DP patterning provides flexible conductive pattern technology by leveraging PC-based control, EtherCAT, and artificial intelligence (AI) to meet high-precision machining requirements.

By Håkan Brandt September 10, 2022
Figure 1: High-performance drive technology and highly time-synchronized process sequences are required for milling fine conductive patterns out of flexible circuit boards. Courtesy: Beckhoff

 

Learning Objectives

  • Dry phase patterning (DPP) enables production of conductive structures on flexible materials using EtherCAT and PC-based control.
  • DP Patterning is using these technologies and concepts to create printed circuit boards (PCBs) in a mechanical process.
  • With this technology, operators can now control the material removal directly via an integrated HMI software.

PC-Based Control Insights

  • PC-based control and EtherCAT, a type of industrial Ethernet, are designed to help produce items economically as well as precisely.
  • DP Patterning is using these technologies to create printed circuit boards (PCBs) in a mechanical process. Automation such as PC-based control is helping. Artificial intelligence (AI) software may optimize next-generation machine vision.

Printed circuit boards (PCBs) — solid and flexible — are mostly produced by etching. However, the Swedish company DP Patterning has developed a different approach integrating industrial Ethernet, servo drives, human-machine interfaces (HMIs), input/outputs (I/Os), image processing seamlessly, and PC-based software and controllers. Using a patented process, the conductive structures are worked out of flexible circuit boards in a mechanical process. Equal measures of accuracy and speed are needed to achieve this precisely and economically. PC-based control and EtherCAT are the optimal control technologies to accomplish this.
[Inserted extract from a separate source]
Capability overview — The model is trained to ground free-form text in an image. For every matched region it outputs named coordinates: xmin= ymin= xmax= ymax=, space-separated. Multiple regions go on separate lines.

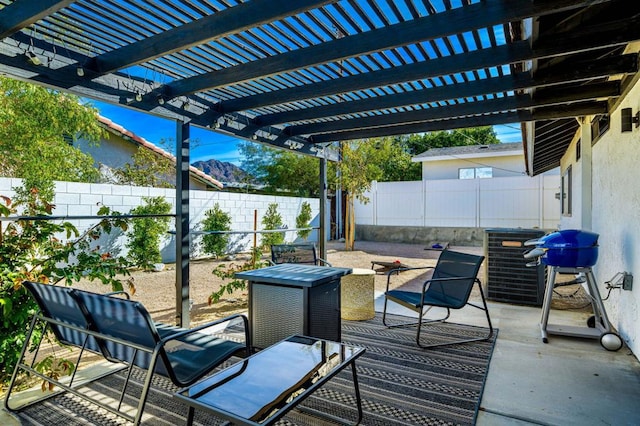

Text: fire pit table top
xmin=371 ymin=260 xmax=411 ymax=274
beckhoff pattering figure 1

Figure 1: High-performance drive technology and highly time-synchronized process sequences are required for milling fine conductive patterns out of flexible circuit boards. Courtesy: Beckhoff

DP Patterning was founded by Staffan Nordlinder in 2006 in Norrköping, Sweden. The company has been researching and developing the manufacturing technology known by the same name – dry phase patterning (DPP) – for flexible circuit boards on a continuous basis ever since. The innovation phase began in 2001 when Nordlinder worked as a scientist at the Research Institutes of Sweden (RISE). This has led to intensive collaboration and continuing DPP technology research.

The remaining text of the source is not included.